For simplicity assume no ties of any sort. In every sample the N ranks will range from 1 to N. The only thing that is in doubt is which ranks will be attached to scores below C and which to scores above. Think of scores below C as having a - sign attached to their ranks while scores above C have a + sign attached. Since each of the N ranks can get either a - or a +, there are altogether 2N ways that signs can be attached. If scores are distributed symmetrically around C, then all these ways are equally likely. Therefore to calculate the significance level p for any one of these ways, we must rank the 2N patterns by their values of S, and count the proportion of patterns at or below the observed pattern.

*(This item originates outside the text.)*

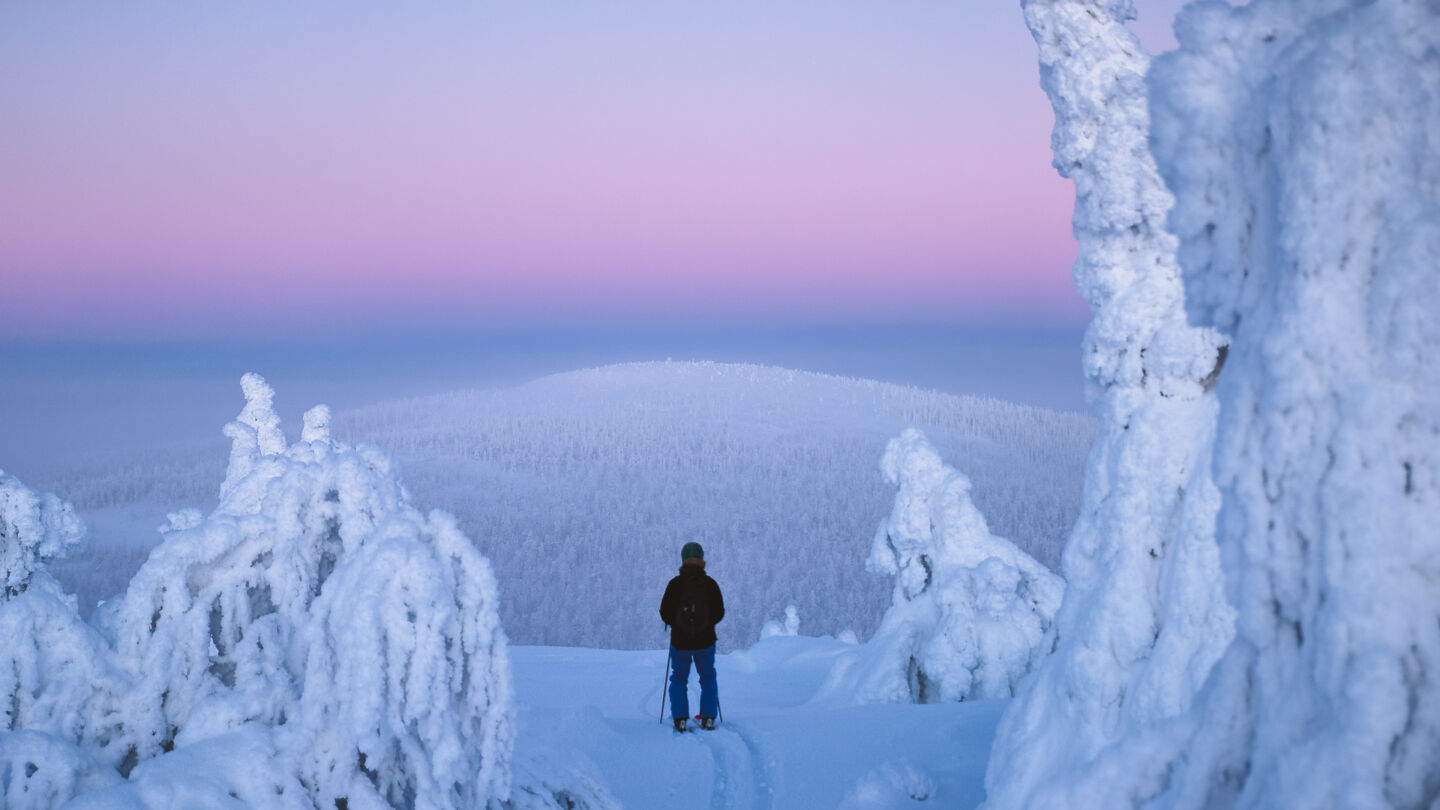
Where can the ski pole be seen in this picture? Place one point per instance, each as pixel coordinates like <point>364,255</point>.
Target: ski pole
<point>663,689</point>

For instance, if N = 3 then there are just 8 possible patterns:
| 1 | 2 | 3 | S+ | S- |
| - | - | - | 0 | 6 |
| + | - | - | 1 | 5 |
| - | + | - | 2 | 4 |
| + | + | - | 3 | 3 |
| - | - | + | 3 | 3 |
| + | - | + | 4 | 2 |
| - | + | + | 5 | 1 |
| + | + | + | 6 | 0 |
The second row in this table, with signs + - -, refers to the case in which the score closest to C (with a rank of 1) falls above C (and therefore gets a +), while the other two scores fall below C. Column S- shows the sum of the ranks with - while column S+ shows the sum of the ranks with +. The 8 possible outcomes are arranged in decreasing order of S- and increasing order of S+. Under the null hypothesis of symmetry, all 8 possible outcomes are equal likely. Since two outcomes yield S- values of 5 or higher (or equivalently S+ values of 1 or lower), the one-tailed p associated with S- = 5 is 2/8 or .25.